Der Clou daran: Die Häkchen brechen auch bei hoher Zugbelastung nicht ab, da sie sehr elastisch sind. Nach erneutem Andrücken an den haarigen oder gewobenen Widerpart haften sie daher wieder. Der Vorgang ist schier endlos wiederholbar. Das ließ in de Mestral die Idee aufblitzen: Nach demselben Prinzip sollte sich doch ein Verschlusssystem designen lassen, das sich – reversibel – beliebig oft öffnen und wieder verschließen ließ.
Patent für den Samthaken
„Velcro“ nannte de Mestral, aus der französischen Schweiz stammend, sein System – aus „velours“ (Samt) und „crochet“ (Haken). Unter diesem Namen meldete er 1951 ein Patent auf seine Erfindung an. Das Grundprinzip ist der Natur abgeschaut, aber in einer Weise umgesetzt, die eine industrielle Fertigung erlaubt: Zwei textile Bänder spielen Klette und Fell – eines ist mit biegsamen winzigen Widerhaken besetzt und das andere mit Schlingen. Beim Andrücken verbinden sich die Komponenten fest miteinander. Reißt man sie auseinander, bleiben sie unbeschädigt und können wieder verschlossen werden.
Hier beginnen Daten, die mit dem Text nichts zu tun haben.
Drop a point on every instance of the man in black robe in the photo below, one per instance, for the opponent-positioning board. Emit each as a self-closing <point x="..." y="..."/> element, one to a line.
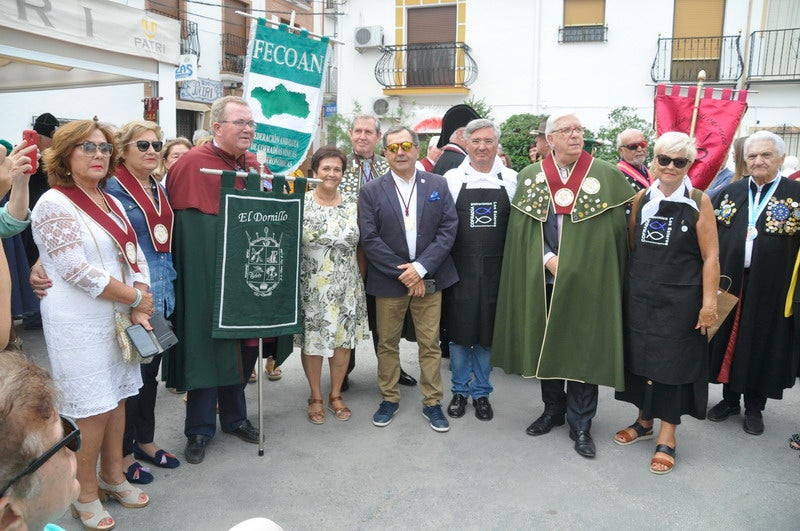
<point x="758" y="220"/>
De Mestral gründete das Unternehmen Velcro Industries, heute Weltmarktführer mit Hauptsitz in Manchester, US-Bundesstaat New Hampshire. 1959 brachte die Firma den ersten Klettverschluss in den Handel. Bald verkaufte sie mehr als 20.000 Kilometer Klettband pro Jahr. Inzwischen gibt es eine Fülle von Varianten aus unterschiedlichen Polymersorten, je nach Anwendung – sogar aus Metall. Kleidung und Schuhe, Windeln und Taschen, die Innenausstattung von Automobilen und Astronautenanzüge – überall sorgt das Prinzip „Klette und Fell“ für sicheren Verschluss.